- Secretary: 何語蓉
- Spokesperson: Icyang Tamana [zh]
- Convenor: 林詩涵
- Founded: 18 December 2017
- Headquarters: Taipei City, Taiwan
- Ideology: Progressivism (Taiwanese) Feminism (Taiwanese) Environmentalism Taiwan independence
- Political position: Centre-left to left-wing
- National affiliation: Taiwan Go Go
- Colours: Apricot, black, green, brown, yellow
- Legislative Yuan: 0 / 113
- Municipal mayors: 0 / 6
- Magistrates/mayors: 0 / 16
- Councilors: 6 / 910

Website
- obs.ppedu.org

= Taiwan Obasang Political Equality Party =

Taiwanese political party

Taiwan Obasang Political Equality Party (小民參政歐巴桑聯盟; 小歐盟) is a political party in Taiwan.

==History==
The Taiwan Obasang Political Equality Party can trace its history to parent-child co-learning groups originally established by the Association of Participatory Parental Education in 2012. As a political party, TOPEP was founded in 2017. 90 percent of its members are women.

==Party policies==
The party's core values are political equality, children's rights, a parent-child friendly society, environmental justice, gender equality, animal protection, defending Taiwan's sovereignty and labor rights.

In terms of cross-strait relations and foreign affairs and national defense, the party believes that Taiwan has become a sovereign and independent country, and that it is necessary to strengthen national identity, promote Taiwan's local culture, and transmit Taiwan's values to the international community. In addition, it should establish a civil defense mechanism and implement national defense reform, national defense autonomy, strengthen Taiwan's self-defense force, prepare for war rather than avoiding it, prevent China's attempts to change the status quo, oppose China's threat of force, and enhance Taiwan-U.S. relations. In addition, in 2022, the entire party will sign a "pledge to defend Taiwan without surrender".
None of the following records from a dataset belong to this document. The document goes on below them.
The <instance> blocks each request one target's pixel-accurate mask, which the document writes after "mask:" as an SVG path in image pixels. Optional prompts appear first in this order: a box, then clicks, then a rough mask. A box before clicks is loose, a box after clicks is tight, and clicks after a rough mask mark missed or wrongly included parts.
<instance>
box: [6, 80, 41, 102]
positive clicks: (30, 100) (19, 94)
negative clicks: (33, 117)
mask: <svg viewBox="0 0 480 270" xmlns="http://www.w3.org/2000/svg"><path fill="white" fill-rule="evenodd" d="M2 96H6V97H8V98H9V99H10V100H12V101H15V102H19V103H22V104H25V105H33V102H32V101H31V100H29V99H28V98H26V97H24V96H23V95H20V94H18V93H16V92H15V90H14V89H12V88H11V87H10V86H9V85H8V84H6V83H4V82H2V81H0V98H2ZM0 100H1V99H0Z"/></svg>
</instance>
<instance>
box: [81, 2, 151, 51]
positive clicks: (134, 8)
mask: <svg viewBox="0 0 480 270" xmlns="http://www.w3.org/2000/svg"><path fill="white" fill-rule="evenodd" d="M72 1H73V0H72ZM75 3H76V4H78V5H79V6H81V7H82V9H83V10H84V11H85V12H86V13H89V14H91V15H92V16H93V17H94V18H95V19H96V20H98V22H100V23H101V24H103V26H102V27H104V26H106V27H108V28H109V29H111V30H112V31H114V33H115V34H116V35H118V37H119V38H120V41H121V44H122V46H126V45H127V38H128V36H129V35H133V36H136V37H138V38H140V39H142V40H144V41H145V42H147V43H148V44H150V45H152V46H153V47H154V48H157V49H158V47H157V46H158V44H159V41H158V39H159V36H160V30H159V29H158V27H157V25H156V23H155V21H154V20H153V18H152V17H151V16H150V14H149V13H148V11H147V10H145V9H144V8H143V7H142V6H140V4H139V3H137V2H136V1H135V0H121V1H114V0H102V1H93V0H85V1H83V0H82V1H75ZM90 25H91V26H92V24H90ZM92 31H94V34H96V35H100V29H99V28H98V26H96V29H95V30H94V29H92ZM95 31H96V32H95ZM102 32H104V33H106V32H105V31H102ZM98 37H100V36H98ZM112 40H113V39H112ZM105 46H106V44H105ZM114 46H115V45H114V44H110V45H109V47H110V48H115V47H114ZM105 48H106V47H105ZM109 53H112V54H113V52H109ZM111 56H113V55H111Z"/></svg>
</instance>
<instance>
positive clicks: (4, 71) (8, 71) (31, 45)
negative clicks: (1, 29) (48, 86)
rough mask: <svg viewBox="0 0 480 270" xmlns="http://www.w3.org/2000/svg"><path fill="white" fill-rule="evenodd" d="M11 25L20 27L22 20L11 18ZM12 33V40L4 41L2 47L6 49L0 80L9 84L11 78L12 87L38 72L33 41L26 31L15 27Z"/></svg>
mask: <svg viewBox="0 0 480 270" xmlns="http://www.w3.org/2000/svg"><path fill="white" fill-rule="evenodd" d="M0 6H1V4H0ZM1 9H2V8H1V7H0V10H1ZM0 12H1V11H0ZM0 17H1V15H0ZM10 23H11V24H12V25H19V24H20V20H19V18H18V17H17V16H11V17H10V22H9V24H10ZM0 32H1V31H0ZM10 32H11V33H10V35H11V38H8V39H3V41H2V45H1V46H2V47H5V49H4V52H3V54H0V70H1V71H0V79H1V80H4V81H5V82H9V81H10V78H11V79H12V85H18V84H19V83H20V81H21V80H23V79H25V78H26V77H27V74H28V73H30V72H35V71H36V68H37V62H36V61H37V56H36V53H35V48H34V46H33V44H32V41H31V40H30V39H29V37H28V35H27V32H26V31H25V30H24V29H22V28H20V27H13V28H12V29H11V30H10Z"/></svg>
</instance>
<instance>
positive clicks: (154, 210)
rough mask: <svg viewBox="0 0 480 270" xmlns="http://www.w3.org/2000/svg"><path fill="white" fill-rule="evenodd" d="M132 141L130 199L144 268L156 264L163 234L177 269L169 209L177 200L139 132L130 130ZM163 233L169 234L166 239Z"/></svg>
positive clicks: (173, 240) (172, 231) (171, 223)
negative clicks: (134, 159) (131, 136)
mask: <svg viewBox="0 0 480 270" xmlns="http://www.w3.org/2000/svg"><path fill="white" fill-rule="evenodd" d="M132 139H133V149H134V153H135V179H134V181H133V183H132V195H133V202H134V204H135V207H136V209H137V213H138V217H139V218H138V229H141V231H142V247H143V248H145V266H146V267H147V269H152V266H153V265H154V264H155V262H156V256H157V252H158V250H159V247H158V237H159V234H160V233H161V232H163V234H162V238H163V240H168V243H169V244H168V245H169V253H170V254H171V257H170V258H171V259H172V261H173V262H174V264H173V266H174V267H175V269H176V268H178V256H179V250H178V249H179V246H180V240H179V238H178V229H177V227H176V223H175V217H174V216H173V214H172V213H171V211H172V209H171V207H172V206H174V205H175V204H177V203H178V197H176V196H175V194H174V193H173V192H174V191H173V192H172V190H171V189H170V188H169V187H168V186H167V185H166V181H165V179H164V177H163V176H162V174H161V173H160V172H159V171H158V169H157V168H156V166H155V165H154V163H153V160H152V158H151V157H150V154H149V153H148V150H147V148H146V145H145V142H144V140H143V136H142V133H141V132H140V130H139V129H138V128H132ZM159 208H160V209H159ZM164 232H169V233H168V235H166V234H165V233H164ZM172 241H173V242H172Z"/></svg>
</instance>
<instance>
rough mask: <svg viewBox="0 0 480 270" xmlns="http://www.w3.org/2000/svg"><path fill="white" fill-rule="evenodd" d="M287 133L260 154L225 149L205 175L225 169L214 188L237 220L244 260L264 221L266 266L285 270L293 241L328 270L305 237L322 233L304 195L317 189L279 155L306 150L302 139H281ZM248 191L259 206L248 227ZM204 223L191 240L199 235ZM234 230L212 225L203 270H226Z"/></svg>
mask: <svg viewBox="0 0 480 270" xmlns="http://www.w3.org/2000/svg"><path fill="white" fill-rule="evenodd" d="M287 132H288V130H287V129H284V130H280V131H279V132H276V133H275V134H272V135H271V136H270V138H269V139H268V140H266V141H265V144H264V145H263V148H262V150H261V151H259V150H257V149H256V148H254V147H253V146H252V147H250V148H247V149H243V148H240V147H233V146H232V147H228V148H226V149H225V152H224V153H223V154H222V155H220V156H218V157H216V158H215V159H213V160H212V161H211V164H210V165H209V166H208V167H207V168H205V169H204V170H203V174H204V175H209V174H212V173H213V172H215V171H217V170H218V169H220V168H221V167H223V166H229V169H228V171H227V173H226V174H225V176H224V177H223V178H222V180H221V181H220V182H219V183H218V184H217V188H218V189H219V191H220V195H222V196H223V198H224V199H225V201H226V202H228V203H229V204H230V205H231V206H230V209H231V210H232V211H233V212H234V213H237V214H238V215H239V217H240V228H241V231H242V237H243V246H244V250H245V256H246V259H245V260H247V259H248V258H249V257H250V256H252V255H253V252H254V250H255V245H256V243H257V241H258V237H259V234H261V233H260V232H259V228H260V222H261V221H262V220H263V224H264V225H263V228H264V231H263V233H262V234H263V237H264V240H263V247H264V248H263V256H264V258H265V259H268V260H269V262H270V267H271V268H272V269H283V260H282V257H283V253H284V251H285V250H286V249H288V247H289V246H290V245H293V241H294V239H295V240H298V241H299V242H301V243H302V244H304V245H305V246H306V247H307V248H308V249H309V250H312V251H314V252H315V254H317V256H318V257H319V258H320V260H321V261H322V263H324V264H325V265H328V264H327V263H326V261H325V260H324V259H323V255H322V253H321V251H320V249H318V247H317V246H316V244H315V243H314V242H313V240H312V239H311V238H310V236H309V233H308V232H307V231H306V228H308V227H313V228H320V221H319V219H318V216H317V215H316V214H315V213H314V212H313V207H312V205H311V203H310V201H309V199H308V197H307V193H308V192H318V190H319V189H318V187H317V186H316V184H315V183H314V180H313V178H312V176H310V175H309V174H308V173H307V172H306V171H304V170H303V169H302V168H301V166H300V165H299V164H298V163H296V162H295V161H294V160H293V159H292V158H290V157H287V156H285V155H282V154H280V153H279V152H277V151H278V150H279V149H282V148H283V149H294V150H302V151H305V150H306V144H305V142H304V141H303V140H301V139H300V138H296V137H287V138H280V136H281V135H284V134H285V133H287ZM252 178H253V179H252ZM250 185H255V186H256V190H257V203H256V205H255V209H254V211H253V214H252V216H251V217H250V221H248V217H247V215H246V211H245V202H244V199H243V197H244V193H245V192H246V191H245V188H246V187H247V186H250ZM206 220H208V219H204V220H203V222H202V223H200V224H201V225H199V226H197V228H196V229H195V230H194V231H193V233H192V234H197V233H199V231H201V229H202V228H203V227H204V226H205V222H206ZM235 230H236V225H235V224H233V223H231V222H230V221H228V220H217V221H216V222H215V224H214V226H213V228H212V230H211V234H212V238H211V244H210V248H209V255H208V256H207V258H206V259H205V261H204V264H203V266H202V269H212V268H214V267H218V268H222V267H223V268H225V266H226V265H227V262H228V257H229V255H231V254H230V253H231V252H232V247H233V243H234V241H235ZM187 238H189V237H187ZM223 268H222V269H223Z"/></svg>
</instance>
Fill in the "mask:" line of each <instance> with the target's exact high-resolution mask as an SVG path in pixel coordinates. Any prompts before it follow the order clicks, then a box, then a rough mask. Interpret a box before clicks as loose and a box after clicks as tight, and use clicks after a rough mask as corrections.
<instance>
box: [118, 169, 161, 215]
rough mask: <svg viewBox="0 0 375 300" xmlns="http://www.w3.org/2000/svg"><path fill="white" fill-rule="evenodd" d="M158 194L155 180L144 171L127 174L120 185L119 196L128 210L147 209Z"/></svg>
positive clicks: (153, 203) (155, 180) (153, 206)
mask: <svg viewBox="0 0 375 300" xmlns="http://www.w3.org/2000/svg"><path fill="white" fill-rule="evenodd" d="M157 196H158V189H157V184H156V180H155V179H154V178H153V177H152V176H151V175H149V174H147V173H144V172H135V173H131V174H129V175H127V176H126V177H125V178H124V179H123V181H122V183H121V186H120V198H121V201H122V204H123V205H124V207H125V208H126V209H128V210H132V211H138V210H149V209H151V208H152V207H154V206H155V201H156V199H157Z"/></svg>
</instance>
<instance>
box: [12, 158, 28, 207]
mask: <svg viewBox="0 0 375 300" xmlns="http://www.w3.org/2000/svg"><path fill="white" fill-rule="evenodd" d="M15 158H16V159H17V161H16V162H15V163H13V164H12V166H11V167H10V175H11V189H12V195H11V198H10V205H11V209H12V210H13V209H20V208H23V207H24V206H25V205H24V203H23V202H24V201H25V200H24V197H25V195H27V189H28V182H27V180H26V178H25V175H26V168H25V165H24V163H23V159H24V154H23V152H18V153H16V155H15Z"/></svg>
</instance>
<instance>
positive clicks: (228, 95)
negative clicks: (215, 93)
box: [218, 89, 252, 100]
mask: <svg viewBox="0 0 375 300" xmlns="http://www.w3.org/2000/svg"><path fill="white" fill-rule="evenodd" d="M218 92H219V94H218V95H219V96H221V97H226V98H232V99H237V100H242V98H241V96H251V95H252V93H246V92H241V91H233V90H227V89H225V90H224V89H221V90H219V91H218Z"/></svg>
In September 2025, the party announced an alliance Taiwan Go Go with the New Power Party, Statebuilding Party and Green Party Taiwan for the 2026 local elections. The parties agreed to coordinate the nominations for local council seats. They also agreed on shared principles including defending Taiwan from Chinese aggression, narrowing the wealth gap, and protecting the environment.

==Election results==
The party first contested elections in the 2018 local elections with 21 candidates. They received over 80,000 votes and 70 percent of candidates had their deposits returned. None of the fifteen Obasang candidates who ran in the 2022 local elections won office.

In the 2024 legislative election, the party received 128,613 votes for the party list, equal to 0.93 percent, making it the fifth most popular party.